Doświadczony Igor Milicić pewnie wykorzystał dwa wolne (75:75) i na 40 sekund przed końcem na linii wolnych stanął Szubarga. I dwukrotnie się pomylił! Debiutujący w AZS Mirko Kovac został zablokowany przez Jovanovicia, ale ponownie dopadł do piłki, ale został sfaulowany przez dobrze grającego Bartłomieja Wołoszyna (3/5 z gry, 3 zbiórki). Trafił jednego wolnego, wyprowadzając swój zespół na prowadzenie 76:75. Na 10 sekund przed końcem Szubarga odważnie, w swoim stylu zdobył punkty (77:76) i trzeba było jeszcze tylko obronić ostatnią akcję.
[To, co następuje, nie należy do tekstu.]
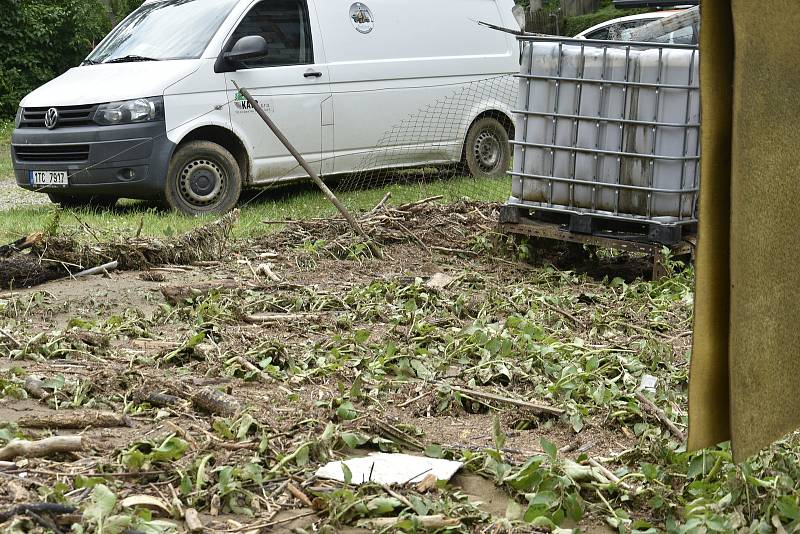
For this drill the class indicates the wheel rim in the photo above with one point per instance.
(488, 151)
(202, 183)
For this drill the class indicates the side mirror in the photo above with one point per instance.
(249, 47)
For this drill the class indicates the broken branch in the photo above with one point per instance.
(425, 521)
(76, 420)
(41, 448)
(539, 408)
(650, 407)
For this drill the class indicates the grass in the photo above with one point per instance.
(6, 170)
(297, 201)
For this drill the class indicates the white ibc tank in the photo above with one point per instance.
(577, 135)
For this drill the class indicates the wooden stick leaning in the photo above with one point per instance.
(303, 163)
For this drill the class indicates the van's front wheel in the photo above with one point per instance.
(488, 153)
(203, 179)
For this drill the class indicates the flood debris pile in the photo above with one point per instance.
(41, 258)
(127, 405)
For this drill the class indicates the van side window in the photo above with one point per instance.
(285, 26)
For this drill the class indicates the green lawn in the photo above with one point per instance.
(274, 204)
(6, 170)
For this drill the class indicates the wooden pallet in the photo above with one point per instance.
(516, 221)
(591, 224)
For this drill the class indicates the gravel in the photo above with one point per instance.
(13, 196)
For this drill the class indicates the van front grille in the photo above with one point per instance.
(67, 116)
(51, 153)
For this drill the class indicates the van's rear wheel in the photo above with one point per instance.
(70, 202)
(203, 179)
(488, 153)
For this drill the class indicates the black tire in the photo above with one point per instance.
(203, 179)
(487, 151)
(70, 202)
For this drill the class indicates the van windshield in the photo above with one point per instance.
(167, 29)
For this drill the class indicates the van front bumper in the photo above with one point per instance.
(127, 161)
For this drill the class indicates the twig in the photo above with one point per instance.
(429, 522)
(560, 311)
(456, 251)
(608, 474)
(380, 205)
(38, 449)
(540, 408)
(35, 388)
(192, 519)
(76, 420)
(40, 508)
(251, 367)
(11, 338)
(98, 270)
(266, 270)
(216, 402)
(281, 317)
(259, 526)
(650, 407)
(299, 495)
(415, 399)
(406, 207)
(397, 496)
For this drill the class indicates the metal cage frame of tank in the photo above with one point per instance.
(686, 189)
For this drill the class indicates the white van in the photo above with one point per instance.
(152, 113)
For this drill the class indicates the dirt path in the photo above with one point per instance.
(349, 352)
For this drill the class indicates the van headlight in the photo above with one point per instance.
(130, 111)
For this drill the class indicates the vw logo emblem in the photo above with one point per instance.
(362, 18)
(51, 118)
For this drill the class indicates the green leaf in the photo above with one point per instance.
(383, 505)
(549, 448)
(353, 439)
(348, 474)
(498, 434)
(346, 412)
(434, 451)
(102, 504)
(173, 448)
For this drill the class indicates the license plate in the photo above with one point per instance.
(49, 178)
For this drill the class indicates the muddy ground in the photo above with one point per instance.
(321, 351)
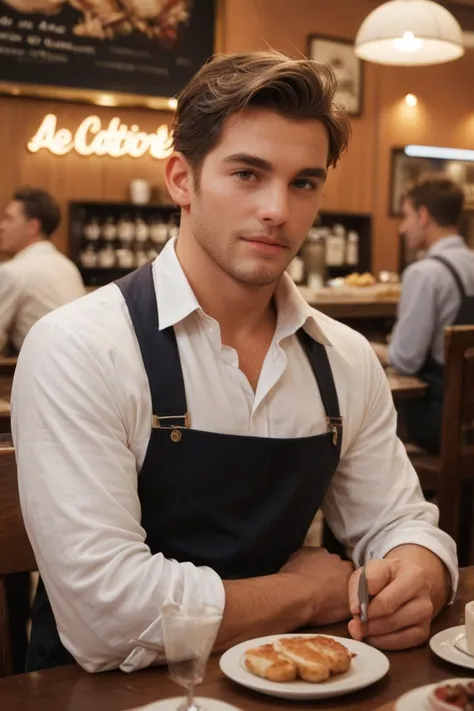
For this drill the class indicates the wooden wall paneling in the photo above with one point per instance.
(444, 116)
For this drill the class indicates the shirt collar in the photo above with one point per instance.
(444, 244)
(41, 247)
(176, 300)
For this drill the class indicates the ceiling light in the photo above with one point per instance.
(439, 152)
(411, 99)
(410, 32)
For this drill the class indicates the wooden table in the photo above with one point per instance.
(71, 689)
(7, 365)
(405, 387)
(356, 308)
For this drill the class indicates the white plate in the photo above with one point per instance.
(367, 667)
(442, 644)
(174, 703)
(460, 642)
(417, 699)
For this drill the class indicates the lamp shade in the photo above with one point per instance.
(409, 32)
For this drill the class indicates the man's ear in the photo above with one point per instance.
(424, 215)
(179, 179)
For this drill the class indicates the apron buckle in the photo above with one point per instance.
(334, 426)
(168, 422)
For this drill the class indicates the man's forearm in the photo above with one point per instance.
(435, 570)
(261, 606)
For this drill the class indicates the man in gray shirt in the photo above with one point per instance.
(436, 293)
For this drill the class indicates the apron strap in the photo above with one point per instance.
(165, 375)
(318, 357)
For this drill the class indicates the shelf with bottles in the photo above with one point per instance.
(110, 239)
(338, 244)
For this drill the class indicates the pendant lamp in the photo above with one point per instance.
(409, 32)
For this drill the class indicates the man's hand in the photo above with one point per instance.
(400, 613)
(325, 577)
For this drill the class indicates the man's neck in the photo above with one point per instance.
(239, 308)
(441, 233)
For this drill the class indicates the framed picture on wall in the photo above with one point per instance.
(405, 170)
(110, 52)
(340, 55)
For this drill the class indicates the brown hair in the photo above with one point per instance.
(39, 205)
(294, 88)
(442, 197)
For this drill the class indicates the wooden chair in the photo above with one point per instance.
(451, 475)
(16, 555)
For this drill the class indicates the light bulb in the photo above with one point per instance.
(411, 100)
(408, 43)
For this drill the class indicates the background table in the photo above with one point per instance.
(71, 689)
(405, 387)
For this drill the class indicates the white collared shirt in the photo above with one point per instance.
(81, 417)
(36, 281)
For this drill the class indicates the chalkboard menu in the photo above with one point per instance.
(141, 47)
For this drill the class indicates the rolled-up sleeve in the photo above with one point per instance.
(375, 502)
(78, 490)
(412, 335)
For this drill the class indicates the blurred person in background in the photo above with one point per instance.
(38, 278)
(437, 291)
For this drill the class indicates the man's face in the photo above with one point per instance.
(15, 229)
(413, 225)
(259, 191)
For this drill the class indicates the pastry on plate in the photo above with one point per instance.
(266, 662)
(313, 659)
(452, 697)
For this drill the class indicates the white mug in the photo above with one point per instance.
(469, 622)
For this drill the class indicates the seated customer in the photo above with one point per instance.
(437, 291)
(38, 278)
(178, 431)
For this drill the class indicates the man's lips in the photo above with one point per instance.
(263, 243)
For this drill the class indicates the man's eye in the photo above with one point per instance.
(245, 175)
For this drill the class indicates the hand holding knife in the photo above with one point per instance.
(363, 593)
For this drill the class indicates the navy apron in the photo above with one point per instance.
(423, 418)
(239, 504)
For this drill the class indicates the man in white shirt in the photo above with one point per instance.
(38, 278)
(177, 432)
(437, 291)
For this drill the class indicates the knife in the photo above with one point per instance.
(363, 594)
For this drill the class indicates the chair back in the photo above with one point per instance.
(456, 483)
(16, 554)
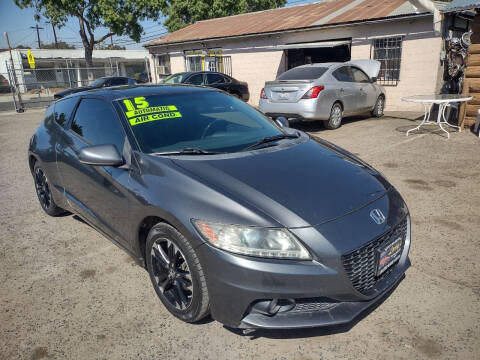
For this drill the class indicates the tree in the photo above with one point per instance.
(181, 13)
(121, 17)
(59, 45)
(109, 47)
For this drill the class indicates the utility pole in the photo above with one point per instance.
(38, 34)
(20, 109)
(54, 34)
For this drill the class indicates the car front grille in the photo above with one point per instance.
(360, 264)
(313, 304)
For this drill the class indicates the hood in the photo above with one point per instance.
(371, 67)
(301, 185)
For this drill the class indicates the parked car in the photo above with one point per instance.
(325, 91)
(96, 84)
(212, 79)
(197, 186)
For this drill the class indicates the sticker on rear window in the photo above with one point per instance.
(141, 112)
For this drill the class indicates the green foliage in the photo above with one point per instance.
(120, 16)
(181, 13)
(109, 47)
(60, 45)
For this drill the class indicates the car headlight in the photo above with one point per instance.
(253, 241)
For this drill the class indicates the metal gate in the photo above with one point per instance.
(25, 88)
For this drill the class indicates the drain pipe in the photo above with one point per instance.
(437, 15)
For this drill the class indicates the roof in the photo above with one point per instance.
(122, 92)
(461, 5)
(323, 13)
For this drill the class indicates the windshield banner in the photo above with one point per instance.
(141, 112)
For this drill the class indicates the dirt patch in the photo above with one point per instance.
(87, 274)
(391, 165)
(449, 224)
(39, 353)
(428, 347)
(445, 183)
(418, 184)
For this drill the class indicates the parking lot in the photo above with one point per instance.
(67, 292)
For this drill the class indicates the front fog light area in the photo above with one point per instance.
(252, 241)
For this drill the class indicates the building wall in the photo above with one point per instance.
(256, 60)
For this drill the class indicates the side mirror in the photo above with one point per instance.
(100, 155)
(282, 122)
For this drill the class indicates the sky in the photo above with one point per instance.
(17, 23)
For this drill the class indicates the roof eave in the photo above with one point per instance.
(315, 27)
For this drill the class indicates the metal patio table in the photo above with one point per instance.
(443, 101)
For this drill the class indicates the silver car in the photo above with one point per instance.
(325, 91)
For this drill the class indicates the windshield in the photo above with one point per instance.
(98, 82)
(208, 121)
(303, 73)
(175, 78)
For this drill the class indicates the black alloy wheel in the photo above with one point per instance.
(176, 273)
(172, 274)
(42, 188)
(44, 194)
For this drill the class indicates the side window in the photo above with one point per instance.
(359, 76)
(97, 123)
(118, 81)
(215, 79)
(49, 115)
(63, 110)
(343, 74)
(196, 79)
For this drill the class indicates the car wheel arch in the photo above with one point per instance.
(146, 225)
(32, 160)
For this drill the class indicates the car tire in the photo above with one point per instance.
(44, 194)
(335, 120)
(176, 273)
(379, 106)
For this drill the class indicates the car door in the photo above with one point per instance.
(98, 193)
(195, 79)
(366, 94)
(346, 91)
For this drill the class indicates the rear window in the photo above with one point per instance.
(303, 73)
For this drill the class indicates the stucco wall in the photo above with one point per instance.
(255, 59)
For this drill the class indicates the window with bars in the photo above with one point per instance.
(193, 63)
(389, 52)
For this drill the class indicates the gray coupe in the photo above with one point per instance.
(231, 213)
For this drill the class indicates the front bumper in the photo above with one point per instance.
(237, 285)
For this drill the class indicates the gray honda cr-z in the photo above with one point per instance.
(231, 213)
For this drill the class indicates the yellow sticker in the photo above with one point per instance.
(152, 117)
(144, 111)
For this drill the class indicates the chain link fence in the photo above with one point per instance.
(23, 88)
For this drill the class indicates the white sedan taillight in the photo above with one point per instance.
(313, 92)
(262, 94)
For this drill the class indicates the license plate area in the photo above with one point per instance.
(388, 254)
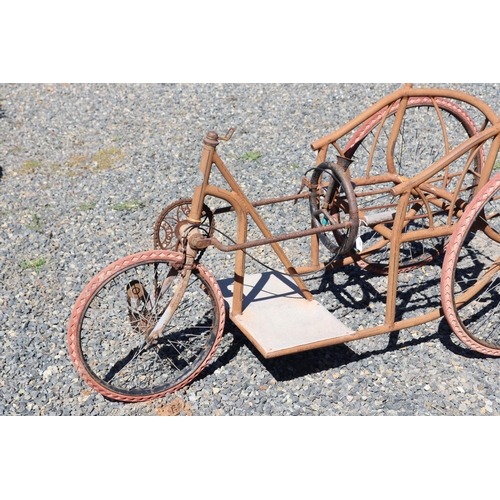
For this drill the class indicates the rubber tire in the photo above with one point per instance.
(363, 131)
(457, 240)
(97, 285)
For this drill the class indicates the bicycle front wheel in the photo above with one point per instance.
(111, 321)
(470, 282)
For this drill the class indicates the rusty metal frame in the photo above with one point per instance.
(403, 188)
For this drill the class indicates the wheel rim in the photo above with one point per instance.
(471, 279)
(411, 156)
(108, 344)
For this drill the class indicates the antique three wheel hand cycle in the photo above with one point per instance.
(406, 181)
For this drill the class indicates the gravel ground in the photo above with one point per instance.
(86, 170)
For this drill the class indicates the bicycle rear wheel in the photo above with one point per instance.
(422, 140)
(109, 326)
(470, 282)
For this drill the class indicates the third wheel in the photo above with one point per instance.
(470, 282)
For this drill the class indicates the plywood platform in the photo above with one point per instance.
(278, 320)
Koszalinianie mieli dwie okazje na rozstrzygnięcie losów meczu. Rzuty Swansona i Kovaca nie doszły jednak do celu i to włocławianie mogli cieszyć się z ciężko wywalczonego zwycięstwa.
Jak ju informowaliśmy, przed kolejnym meczem ligowym z Polonią Azbud Warszawa na wyjeździe, zespół powinien wzmocnić nowy silny skrzydłowy.
Gwiazda Anwilu
(fot. fot. archiwum)
Krzysztof Szubarga
rozgrywający
Na pewno nie był to najlepszy mecz w jego wykonaniu, ale wejście z ławki rezerwowych, trójka i zwycięskie punkty są na wagę miana bohatera meczu. Po raz kolejny pokazał wielki charakter i zimną krew. Statystyki: 15 min. gry, za 1 - 1/4, za 2 - 2/4, za 3 - 1/2, asysta, przechwyt, 2 straty, 2 faule.